For $\sqrt{6 - 2\sqrt{5}}$: We look for two numbers whose sum is 6 and product is 5. These numbers are 5 and 1.

So, $\sqrt{6 - 2\sqrt{5}} = \sqrt{(\sqrt{5})^2 + 1^2 - 2\sqrt{5} \cdot 1} = \sqrt{(\sqrt{5} - 1)^2} = |\sqrt{5} - 1|$. Since $\sqrt{5} > 1$, this simplifies to $\sqrt{5} - 1$.

We know the standard value $\sin 18^{\circ} = \frac{\sqrt{5} - 1}{4}$.

Thus, $\sqrt{5} - 1 = 4\sin 18^{\circ}$.

For $\sqrt{10 + 2\sqrt{5}}$: We recall the standard value $\cos 18^{\circ} = \frac{\sqrt{10 + 2\sqrt{5}}}{4}$.

Thus, $\sqrt{10 + 2\sqrt{5}} = 4\cos 18^{\circ}$.

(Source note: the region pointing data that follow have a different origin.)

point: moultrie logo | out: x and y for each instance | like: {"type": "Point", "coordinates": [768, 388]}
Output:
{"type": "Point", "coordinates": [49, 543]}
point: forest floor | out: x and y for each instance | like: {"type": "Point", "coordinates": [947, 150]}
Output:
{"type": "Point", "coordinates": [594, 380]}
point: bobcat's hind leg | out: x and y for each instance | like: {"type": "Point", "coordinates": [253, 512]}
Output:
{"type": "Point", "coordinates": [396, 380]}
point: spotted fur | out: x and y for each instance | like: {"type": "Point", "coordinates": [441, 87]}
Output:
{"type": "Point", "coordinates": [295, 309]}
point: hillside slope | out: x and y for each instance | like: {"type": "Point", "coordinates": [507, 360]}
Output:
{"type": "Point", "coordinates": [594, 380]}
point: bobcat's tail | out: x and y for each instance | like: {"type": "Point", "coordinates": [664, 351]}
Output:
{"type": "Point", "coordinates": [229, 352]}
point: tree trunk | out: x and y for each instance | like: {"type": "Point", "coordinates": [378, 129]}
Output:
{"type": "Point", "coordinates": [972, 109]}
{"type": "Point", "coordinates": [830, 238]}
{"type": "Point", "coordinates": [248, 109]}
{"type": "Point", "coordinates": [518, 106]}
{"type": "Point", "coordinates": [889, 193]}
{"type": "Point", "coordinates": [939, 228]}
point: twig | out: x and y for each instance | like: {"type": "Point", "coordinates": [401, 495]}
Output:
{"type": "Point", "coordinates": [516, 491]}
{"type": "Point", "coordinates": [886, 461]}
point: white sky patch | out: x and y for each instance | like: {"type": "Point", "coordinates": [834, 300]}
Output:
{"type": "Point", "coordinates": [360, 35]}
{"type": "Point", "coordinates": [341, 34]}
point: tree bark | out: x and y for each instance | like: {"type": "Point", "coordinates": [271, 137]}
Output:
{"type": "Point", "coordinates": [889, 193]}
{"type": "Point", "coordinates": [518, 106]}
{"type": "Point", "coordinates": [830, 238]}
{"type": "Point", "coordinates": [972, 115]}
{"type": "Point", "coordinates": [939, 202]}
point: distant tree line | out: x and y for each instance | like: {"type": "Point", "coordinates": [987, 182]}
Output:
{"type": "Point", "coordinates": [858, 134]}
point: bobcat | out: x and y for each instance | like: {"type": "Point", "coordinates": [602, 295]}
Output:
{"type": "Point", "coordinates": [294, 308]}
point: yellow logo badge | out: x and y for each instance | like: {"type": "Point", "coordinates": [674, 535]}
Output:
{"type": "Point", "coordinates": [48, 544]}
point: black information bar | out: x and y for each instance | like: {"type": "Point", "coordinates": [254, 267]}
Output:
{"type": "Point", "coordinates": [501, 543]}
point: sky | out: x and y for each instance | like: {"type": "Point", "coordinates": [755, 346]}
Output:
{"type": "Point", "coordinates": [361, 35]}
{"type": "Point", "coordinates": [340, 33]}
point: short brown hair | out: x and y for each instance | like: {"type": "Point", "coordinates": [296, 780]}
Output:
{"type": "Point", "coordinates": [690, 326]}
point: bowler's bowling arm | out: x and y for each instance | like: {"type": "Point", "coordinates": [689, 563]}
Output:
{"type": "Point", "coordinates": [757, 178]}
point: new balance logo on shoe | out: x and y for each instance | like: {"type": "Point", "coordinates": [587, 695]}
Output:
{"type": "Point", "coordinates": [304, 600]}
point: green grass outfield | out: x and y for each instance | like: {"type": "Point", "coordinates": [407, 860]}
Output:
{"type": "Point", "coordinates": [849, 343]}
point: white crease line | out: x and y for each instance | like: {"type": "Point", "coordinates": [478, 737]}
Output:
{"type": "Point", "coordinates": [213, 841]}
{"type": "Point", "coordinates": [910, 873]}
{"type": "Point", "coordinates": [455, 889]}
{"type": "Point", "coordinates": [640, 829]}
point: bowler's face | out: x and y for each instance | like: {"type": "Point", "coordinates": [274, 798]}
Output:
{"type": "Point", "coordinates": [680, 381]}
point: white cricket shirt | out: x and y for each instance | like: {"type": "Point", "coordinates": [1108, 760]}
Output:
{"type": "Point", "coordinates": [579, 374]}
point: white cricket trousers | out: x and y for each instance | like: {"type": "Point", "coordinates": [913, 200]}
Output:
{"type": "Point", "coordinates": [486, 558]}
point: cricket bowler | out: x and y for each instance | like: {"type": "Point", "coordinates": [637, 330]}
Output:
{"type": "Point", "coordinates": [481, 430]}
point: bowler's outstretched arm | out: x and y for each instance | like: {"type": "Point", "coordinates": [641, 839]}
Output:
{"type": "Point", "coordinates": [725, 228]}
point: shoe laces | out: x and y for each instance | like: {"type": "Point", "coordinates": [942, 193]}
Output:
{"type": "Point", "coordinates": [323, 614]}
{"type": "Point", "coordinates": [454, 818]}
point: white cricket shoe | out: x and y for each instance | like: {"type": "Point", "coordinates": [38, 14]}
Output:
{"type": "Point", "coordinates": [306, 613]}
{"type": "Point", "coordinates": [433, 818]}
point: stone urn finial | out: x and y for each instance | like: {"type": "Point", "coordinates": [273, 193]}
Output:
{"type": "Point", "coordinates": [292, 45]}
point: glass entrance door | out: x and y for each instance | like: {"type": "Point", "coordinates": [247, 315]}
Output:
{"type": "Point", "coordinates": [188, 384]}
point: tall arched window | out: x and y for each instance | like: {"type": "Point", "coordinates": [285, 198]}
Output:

Substitute these simplified forms back into the RHS expression:

RHS $= \frac{4\cos 18^{\circ}}{\sqrt{2}} - \frac{4\sin 18^{\circ}}{\sqrt{2}}$

RHS $= \frac{4}{\sqrt{2}}(\cos 18^{\circ} - \sin 18^{\circ})$

RHS $= 2\sqrt{2}(\cos 18^{\circ} - \sin 18^{\circ})$.

Step 3: Compare LHS and RHS We found:

LHS $= 2\sqrt{2}(\cos 18^{\circ} - \sin 18^{\circ})$

RHS $= 2\sqrt{2}(\cos 18^{\circ} - \sin 18^{\circ})$

Since LHS = RHS, the identity is proven.